De acordo com o plano de desenvolvimento estratégico existem dois regimes normativos. O primeiro é o Plano de Delimitação de Zonas, que define os usos do solo, parâmetros de desenvolvimento e viabilidade. O segundo é a Área de Permissão de Desenvolvimento, que faz o controle interno do planejamento e orienta o desenvolvimento das áreas rurais no distrito de Novos Territórios.

O sistema econômico capitalista implementado se caracteriza por uma política laissez-faire que permitiu um crescimento econômico vertiginoso que se traduziu em uma transformação radical da paisagem urbana. Isto se materializou no uso intensivo do solo ao lado de um ciclo de renovação de edifícios urbanos muito curto devido, principalmente, à escassez de solo utilizável para a construção.

Em março deste ano, foram formuladas diretrizes de desenho urbano a fim de melhorar o ambiente e a paisagem da cidade. O peso da política nacional chinesa, que incentiva a aplicação de estratégias sustentáveis nas cidades, esteve bastante presente nas diretrizes. O plano busca responder às demandas dos cidadãos para melhorar a qualidade ambiental da cidade, sobretudo quanto aos efeitos do desenvolvimento imobiliário e dos projetos dos edifícios na circulação do ar e a na dissipação da poluição, assegurando um ambiente mais limpo e sustentável.

Apesar da Região Administrativa Especial de Hong Kong manter grande parte de sua autonomia administrativa desde que passou a estar sob tutela chinesa em 1997, a aprovação do 11º Plano Nacional Qüinqüenal da República Popular da China, em março de 2006, supõe que a ex-colônia incorpore conceitos de planejamento em vigência no país. É assim, portanto, que grande parte do acervo urbanístico herdado da época de governo britânico continua vigente através da atualização periódica de planos estratégicos de desenvolvimento urbano e normas que os instrumentalizam e, agora, os adaptam à nova situação geopolítica.

Neste sentido, os documentos elaborados são introduzidos ao documento de Estratégias de Desenvolvimento Terrotorial para Hong Kong (2007), que se define como “uma estratégia de planejamento a longo prazo para guiar o desenvolvimento futuro e a criação de infraestrutura estratégica, e ajudar a implementar espacialmente objetivos de políticas governamentais.”

Atualmente, o plano de desenvolvimento atua através das Diretrizes de Planejamento Urbano que data originalmente de 1939 e que foram reformuladas desde então para se ajustar aos sucessivos planejamentos desenvolvidos.
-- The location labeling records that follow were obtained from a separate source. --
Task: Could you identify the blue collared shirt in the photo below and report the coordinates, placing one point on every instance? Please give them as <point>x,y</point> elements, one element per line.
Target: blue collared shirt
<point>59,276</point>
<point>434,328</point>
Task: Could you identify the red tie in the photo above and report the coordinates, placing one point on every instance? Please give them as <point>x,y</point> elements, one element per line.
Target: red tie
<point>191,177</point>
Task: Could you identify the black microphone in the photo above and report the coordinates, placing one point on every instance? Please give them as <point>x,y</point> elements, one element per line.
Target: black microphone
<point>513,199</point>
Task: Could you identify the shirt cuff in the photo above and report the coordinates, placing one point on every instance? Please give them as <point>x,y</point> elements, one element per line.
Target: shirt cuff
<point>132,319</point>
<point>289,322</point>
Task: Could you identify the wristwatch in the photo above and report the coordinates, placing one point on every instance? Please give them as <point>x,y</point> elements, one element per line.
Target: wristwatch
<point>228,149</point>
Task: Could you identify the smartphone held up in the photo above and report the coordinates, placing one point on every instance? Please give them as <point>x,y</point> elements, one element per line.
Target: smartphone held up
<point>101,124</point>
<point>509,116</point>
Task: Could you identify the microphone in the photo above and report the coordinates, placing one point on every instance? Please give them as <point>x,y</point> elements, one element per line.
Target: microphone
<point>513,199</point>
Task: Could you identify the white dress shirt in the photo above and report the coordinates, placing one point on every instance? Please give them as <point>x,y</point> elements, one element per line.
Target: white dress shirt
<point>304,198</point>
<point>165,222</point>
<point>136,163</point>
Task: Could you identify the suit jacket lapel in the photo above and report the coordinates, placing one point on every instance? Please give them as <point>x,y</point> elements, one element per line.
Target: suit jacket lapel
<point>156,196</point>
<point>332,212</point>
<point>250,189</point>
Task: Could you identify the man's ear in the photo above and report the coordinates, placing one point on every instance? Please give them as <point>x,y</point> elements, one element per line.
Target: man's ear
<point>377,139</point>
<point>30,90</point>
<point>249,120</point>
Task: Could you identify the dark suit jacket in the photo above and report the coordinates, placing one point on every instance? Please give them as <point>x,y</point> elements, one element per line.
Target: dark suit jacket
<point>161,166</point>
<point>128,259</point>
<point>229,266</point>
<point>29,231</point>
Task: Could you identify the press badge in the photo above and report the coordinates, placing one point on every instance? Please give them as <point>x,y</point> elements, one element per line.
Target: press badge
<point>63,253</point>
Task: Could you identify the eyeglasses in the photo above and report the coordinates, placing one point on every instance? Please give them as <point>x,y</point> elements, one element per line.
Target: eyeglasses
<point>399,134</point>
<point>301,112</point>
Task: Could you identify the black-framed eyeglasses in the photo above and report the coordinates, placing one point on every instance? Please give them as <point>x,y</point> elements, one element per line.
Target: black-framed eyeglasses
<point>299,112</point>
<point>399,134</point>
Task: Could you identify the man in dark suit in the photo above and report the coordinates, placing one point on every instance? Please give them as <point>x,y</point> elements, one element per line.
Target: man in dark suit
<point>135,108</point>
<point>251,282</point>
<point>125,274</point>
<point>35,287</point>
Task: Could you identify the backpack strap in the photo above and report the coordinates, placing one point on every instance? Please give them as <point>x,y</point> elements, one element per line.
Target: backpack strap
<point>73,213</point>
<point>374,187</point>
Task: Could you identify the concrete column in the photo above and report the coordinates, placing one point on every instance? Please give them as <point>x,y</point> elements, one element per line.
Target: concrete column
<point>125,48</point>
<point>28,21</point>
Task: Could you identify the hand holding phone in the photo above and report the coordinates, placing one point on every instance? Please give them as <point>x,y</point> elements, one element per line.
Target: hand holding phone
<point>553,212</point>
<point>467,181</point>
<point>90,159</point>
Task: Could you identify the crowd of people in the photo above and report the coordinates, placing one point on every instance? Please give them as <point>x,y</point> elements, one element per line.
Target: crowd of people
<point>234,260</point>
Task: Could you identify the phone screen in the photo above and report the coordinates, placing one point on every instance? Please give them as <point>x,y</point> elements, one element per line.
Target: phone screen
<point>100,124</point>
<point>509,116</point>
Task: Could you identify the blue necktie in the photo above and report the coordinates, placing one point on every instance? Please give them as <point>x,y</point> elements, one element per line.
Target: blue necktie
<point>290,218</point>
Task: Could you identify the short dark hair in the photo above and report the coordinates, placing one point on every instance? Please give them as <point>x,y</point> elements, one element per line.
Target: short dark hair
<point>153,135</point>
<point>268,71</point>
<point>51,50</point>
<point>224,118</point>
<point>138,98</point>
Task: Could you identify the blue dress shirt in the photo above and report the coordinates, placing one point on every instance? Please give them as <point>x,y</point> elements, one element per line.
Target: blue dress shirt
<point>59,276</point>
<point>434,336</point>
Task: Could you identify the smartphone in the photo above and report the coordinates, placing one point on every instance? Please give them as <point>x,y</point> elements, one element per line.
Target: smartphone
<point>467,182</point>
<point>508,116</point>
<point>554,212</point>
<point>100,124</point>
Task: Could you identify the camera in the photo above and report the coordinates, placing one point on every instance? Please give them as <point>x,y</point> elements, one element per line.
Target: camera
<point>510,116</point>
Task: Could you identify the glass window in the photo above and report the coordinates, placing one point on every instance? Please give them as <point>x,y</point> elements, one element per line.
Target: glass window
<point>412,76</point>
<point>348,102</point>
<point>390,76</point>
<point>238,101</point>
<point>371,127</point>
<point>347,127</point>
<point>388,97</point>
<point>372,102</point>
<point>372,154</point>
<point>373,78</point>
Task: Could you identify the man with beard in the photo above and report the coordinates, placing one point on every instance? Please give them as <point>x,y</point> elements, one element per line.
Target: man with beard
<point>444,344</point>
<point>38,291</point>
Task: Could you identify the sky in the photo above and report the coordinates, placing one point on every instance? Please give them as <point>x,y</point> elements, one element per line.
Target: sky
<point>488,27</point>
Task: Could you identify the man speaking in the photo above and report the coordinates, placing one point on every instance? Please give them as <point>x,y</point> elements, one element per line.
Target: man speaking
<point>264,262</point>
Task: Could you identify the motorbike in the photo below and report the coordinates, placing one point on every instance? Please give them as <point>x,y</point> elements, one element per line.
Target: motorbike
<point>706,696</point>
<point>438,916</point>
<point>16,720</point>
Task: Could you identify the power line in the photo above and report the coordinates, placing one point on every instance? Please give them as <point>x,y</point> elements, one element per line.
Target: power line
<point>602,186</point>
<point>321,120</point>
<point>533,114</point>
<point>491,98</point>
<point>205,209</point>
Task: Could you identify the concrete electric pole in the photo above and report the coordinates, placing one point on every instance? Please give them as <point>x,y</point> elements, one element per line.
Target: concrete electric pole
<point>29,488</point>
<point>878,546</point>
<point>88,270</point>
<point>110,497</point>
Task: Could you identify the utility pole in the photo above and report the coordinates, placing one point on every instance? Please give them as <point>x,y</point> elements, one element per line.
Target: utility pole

Seu objetivo é "promover a saúde, a segurança e o bem estar geral da comunidade por meio da disposição, preparação e aprovação sistemática dos planos de desenho para as áreas de Hong Kong, assim como para os tipos de edificações apropriadas a serem erguidas na cidade, e da preparação e aprovação dos planos de áreas dentro das quais é requerida permissão para serem desenvolvidas".

A preparação das políticas que figuram nestes planos está a cargo da Divisão de Planejamento e Terras da Agência de Desenvolvimento, que interfere no planejamento, uso do solo, edificações e renovação urbana. O organismo principal encarregado da legislação de planejamento está a cargo da Comissão de Planejamento Urbano, da qual depende o Departamento de Planejamento, que é responsável por formular, monitorar e revisar o uso do solo em escala territorial. Além disso, deve preparar os planos de distrito e locais, os planos de melhorias de áreas, os Padrões e Diretrizes de Planejamento de Hong Kong, assim como empreender as ações contra o uso do solo não autorizado.

Por trás do plano de desenvolvimento estratégico há dois planos normativos. O primeiro é o plano de delimitação de zonas, que mostra as zonas de usos do solo, os parâmetros de desenvolvimento e a viabilidade de desenvolvimento de uma área. O segundo é a Área de Permissão de Desenvolvimento. Este existe para fins de controle normativo interno de planejamento e como uma diretriz de desenvolvimento de áreas rurais no distrito de Novos Territórios até que sejam aprovados os planos de delimitações de usos mais detalhados.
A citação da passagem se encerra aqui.